Lettre d'Hortense de Beauharnais à son frère Eugène
30 décembre 1805
Il faut avouer que je suis bien malheureuse ; je vais fâcher tout le monde et cependant je serai toujours la plus triste. L'Empereur écrit, du 15, à Louis ; il lui mande de me faire partir sur-le-champ, avec Napoléon, pour Munich.
Cette invitation met Louis au désespoir : c'est un homme perdu, déshonoré si sa femme part sans lui ; aller retrouver sa mère, son beau-père, et peut-être son frère, tout cela n'est rien pour lui. Moi, toujours habituée aux sacrifices pour avoir tout au plus, la paix, je cède, mais je vois qu'il me reviendra de tout cela beaucoup d'ennuis, beaucoup de chagrin si tu y vas, du côté de l'Empereur de la gronde sur ma faiblesse et, du côté de mon mari, pas plus de bonheur qu'à l'ordinaire. Je reste donc avec la consolation qu'il n'y a que moi qui souffre et que, si l'on me fait du chagrin, je n'en fais du moins à personne.
Si, cependant, ton mariage, dont on parle beaucoup, se faisait à Munich, je me révolterais peut-être bien un peu et je t'engage bien à passer par Paris, car nous irions ensemble jour et nuit ; on n'aurait plus à m'alléguer que je suis seule, car c'est la seule excuse qu'on puisse me donner.

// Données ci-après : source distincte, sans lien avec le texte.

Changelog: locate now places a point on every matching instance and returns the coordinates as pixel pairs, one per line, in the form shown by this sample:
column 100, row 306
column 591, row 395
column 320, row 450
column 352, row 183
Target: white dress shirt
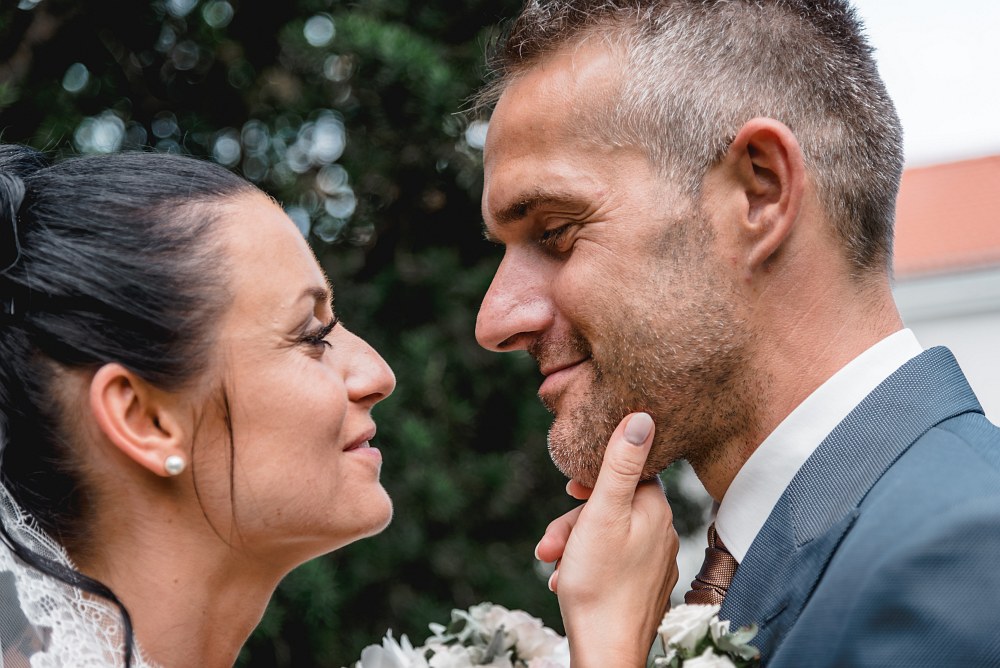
column 765, row 475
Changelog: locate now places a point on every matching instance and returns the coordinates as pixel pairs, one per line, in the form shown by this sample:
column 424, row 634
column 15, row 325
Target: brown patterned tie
column 710, row 585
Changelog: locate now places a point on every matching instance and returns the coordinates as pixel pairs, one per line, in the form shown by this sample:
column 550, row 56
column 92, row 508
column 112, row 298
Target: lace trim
column 45, row 623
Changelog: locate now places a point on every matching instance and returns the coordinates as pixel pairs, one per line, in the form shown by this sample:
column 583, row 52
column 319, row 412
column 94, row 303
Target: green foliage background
column 346, row 113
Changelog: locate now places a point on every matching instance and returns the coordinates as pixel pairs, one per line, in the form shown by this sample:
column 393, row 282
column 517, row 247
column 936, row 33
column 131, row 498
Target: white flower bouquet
column 484, row 635
column 694, row 637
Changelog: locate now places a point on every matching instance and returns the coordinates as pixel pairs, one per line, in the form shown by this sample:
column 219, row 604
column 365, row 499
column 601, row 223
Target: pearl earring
column 174, row 464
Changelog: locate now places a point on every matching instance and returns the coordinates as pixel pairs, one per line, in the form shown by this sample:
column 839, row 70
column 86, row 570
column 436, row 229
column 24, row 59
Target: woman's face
column 304, row 478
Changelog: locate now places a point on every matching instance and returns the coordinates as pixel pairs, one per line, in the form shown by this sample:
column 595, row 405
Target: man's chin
column 579, row 457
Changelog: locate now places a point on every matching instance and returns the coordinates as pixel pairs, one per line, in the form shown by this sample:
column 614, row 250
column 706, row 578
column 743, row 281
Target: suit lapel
column 786, row 560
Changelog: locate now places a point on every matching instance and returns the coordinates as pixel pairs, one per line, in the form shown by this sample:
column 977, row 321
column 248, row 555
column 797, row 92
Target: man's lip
column 556, row 368
column 557, row 377
column 362, row 441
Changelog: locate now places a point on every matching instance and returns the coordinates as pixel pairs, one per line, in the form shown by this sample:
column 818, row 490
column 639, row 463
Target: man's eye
column 557, row 239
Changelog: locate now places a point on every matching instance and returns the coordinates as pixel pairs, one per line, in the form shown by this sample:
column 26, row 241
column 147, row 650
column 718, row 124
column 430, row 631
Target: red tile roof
column 948, row 218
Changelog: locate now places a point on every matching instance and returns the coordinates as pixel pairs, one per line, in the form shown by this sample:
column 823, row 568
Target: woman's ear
column 767, row 164
column 138, row 419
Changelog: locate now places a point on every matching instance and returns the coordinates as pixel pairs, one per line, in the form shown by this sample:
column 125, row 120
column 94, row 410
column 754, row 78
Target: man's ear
column 136, row 417
column 767, row 163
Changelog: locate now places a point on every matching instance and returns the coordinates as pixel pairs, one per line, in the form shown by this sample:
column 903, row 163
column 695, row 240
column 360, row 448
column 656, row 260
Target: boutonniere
column 693, row 636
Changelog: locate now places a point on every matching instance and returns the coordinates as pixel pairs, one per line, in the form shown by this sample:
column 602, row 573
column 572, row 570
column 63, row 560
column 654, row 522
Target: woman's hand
column 617, row 556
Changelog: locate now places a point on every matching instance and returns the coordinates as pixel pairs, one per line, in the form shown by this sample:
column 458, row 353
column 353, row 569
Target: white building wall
column 961, row 311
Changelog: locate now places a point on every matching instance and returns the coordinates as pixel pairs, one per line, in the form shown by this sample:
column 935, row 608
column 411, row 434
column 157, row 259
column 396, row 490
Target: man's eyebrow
column 525, row 205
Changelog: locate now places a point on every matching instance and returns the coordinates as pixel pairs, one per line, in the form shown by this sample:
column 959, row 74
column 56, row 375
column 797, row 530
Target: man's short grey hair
column 694, row 71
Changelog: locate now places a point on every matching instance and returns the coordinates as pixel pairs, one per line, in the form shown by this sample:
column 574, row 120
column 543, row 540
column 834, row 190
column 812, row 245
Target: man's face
column 612, row 279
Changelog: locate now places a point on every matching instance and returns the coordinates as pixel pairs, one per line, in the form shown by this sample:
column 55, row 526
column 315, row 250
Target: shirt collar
column 763, row 478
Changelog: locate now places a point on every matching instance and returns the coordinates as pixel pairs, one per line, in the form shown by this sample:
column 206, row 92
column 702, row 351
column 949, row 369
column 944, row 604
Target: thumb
column 623, row 463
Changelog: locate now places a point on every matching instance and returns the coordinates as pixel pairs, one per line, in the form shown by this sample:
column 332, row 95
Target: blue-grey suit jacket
column 885, row 548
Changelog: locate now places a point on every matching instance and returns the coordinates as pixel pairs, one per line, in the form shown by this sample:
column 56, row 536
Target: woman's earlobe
column 136, row 419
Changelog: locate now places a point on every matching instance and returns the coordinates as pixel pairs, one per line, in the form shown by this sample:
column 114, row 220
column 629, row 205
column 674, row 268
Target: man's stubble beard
column 683, row 358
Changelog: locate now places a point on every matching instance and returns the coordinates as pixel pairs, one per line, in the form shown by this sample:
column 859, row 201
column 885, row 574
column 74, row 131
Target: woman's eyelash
column 317, row 337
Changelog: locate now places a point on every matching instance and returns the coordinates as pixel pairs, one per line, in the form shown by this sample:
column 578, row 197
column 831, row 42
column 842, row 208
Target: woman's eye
column 317, row 337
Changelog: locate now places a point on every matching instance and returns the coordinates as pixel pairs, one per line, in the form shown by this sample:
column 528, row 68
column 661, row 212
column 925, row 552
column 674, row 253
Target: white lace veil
column 45, row 623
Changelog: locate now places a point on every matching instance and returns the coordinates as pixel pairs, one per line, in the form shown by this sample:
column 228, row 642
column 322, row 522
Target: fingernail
column 638, row 428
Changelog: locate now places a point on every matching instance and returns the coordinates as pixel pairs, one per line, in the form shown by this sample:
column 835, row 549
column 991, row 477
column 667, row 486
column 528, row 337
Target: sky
column 941, row 64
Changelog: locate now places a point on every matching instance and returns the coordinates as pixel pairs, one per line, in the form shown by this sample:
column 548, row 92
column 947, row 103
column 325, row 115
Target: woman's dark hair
column 102, row 259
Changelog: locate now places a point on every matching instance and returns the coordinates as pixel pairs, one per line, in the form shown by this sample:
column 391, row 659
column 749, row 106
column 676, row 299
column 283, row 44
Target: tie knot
column 717, row 571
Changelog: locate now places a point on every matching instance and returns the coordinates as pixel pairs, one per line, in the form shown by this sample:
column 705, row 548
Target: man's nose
column 516, row 308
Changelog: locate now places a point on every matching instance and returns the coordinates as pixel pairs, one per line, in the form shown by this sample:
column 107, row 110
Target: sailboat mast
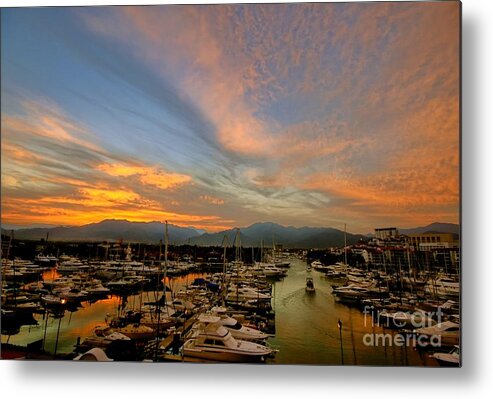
column 345, row 245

Adieu, mon cher Eugène ; si l'on te demande, n'oublie pas de passer par Paris ; ne crains pas que je te regarde, tu sais que je ne suis pas petite maîtresse.
Malgré mon chagrin, j'ai été bien sensible au souvenir de l'Empereur.
Hortense
P.S. De toute manière, je n'emmènerai pas Napoléon ; il fait trop froid, ce serait lui faire du mal.